For the next two-plus hours during a 145-108 rout of the Clippers, it was all green on the court, too.
The Celtics dominated the Clippers from behind the arc.
They outrebounded them by 17, took nearly double the number of free throws (28 to 15), nearly tripled their second-chance points (23 to 8) and committed fewer turnovers (9 to 10).
Clippers coach Tyronn Lue said before tipoff that he didn’t consider the day’s matchup against Boston, with its record tying for the league’s best, as a measuring stick of his own team. Yet even viewed in a vacuum, this was as lopsided a loss as the Clippers experienced all season.
The Clippers (17-12) could have pointed to their other disadvantages — that Boston played with an extra day of rest, and that Kawhi Leonard missed his second consecutive game because of a hip contusion that Lue again classified as “day to day.”
Yet Boston (22-6) was without key starter Kristaps Porzingis. And with the Clippers trailing by as many as 39 points, there was little doubt which team was the class of its conference, the other with work to do to enter such a conversation. The Celtics made 25 of their 53 three-pointers, a stunning volume for even a team that takes three-pointers more often than any other.
Paul George scored a team-high 21 points for the Clippers, Ivica Zubac had 16 points and 10 rebounds, and James Harden finished with 14 points and nine assists. Daniel Theis had 15 points and Russell Westbrook 12 off the bench. But none of it could compare to Boston’s superiority.
Jayson Tatum had 30 points and Jaylen Brown scored 24 as few starters for either team played in the fourth quarter. Celtics guard Derrick White showed why he is one of the league’s best defenders by blocking three shots to go with 18 points.
Playing from behind almost immediately after scoring their fewest points in an opening quarter since Dec. 6, the Clippers’ deficit grew to 16 quickly in the quarter when they continued to struggle grabbing rebounds to extend their own possessions or end those of Boston. Before the Clippers scored their first points off a second-chance opportunity, Boston already had 10. Seven of the game’s first eight offensive rebounds went to Boston.
Then there was the issue of Tatum. He spun past rookie forward Kobe Brown — playing his first true rotation minutes in three games — for a vicious one-handed dunk in the first quarter, then drew a four-point play on Brown in the second. His teammate, Norman Powell, pulled aside Brown during the ensuing timeout break to talk about guarding Tatum’s step-back move. Tatum had 21 points at halftime. The Clippers’ stingy defense had gone nearly a month without allowing a 40-point quarter — on Saturday, it happened for a second consecutive game.
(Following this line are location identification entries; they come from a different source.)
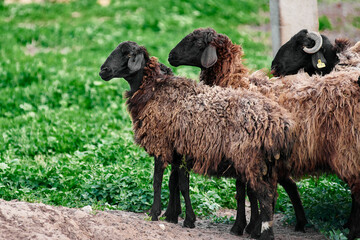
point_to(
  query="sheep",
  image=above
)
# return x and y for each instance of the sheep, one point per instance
(227, 132)
(349, 57)
(204, 46)
(314, 101)
(308, 50)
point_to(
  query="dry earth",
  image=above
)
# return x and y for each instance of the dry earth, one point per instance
(21, 220)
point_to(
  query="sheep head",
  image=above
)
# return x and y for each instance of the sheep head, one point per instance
(126, 60)
(308, 50)
(195, 49)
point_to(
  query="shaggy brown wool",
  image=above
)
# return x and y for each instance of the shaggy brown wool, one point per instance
(209, 124)
(228, 70)
(329, 121)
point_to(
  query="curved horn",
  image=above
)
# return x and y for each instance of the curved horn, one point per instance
(318, 42)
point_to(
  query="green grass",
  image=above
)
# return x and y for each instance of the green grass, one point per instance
(65, 135)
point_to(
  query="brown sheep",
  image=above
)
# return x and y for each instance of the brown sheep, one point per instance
(220, 61)
(235, 133)
(349, 57)
(344, 79)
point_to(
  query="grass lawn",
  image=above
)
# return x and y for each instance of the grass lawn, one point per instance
(65, 135)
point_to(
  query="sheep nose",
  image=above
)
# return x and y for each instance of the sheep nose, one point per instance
(105, 69)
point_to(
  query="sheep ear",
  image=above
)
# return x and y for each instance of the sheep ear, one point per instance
(135, 63)
(209, 57)
(318, 60)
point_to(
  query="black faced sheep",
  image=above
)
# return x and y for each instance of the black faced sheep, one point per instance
(204, 46)
(329, 129)
(229, 132)
(309, 51)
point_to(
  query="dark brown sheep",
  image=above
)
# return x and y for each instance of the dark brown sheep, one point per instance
(204, 46)
(237, 132)
(306, 50)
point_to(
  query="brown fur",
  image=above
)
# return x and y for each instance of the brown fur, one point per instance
(329, 121)
(209, 124)
(228, 70)
(349, 58)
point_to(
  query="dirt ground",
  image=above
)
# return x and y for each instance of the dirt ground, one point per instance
(21, 220)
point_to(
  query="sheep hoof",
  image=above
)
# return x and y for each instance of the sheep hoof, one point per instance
(171, 219)
(267, 235)
(300, 227)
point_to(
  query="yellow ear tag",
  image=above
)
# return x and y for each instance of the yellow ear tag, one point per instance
(320, 64)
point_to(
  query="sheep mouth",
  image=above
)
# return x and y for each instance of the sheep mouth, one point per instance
(174, 62)
(105, 77)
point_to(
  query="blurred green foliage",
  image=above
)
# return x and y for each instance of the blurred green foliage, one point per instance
(324, 23)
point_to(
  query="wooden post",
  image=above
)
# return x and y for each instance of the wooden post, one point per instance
(290, 16)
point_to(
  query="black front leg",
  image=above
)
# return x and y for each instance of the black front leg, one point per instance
(174, 207)
(184, 183)
(355, 217)
(291, 189)
(254, 217)
(240, 222)
(158, 176)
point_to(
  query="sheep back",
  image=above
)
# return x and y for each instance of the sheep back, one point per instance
(210, 124)
(328, 137)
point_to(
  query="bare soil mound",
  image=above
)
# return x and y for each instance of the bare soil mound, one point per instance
(21, 220)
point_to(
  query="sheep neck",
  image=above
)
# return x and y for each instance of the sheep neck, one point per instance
(228, 70)
(135, 81)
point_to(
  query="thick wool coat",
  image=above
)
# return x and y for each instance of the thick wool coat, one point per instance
(209, 124)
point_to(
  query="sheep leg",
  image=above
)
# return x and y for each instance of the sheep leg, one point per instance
(349, 222)
(355, 218)
(184, 188)
(254, 210)
(174, 207)
(266, 195)
(291, 189)
(240, 222)
(158, 176)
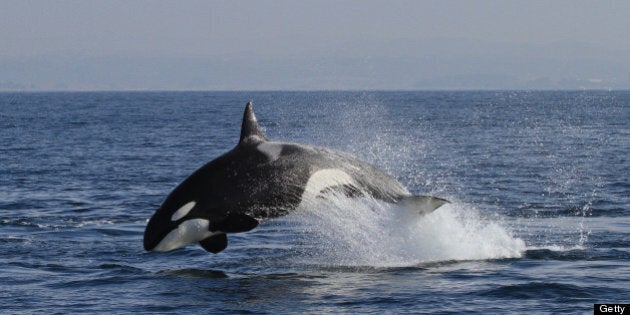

Yet the high volume of three-pointers that fueled Tatum’s big half — eight three-point attempts and five makes — were no outlier. This season, teams on average take 34.9 three-pointers and make 12.8 of them every game; the Celtics eclipsed or came close to passing those marks by halftime, by making 15 of their first 33 three-pointers. And the Celtics reached their league-leading season average for three-point attempts by the end of the third quarter.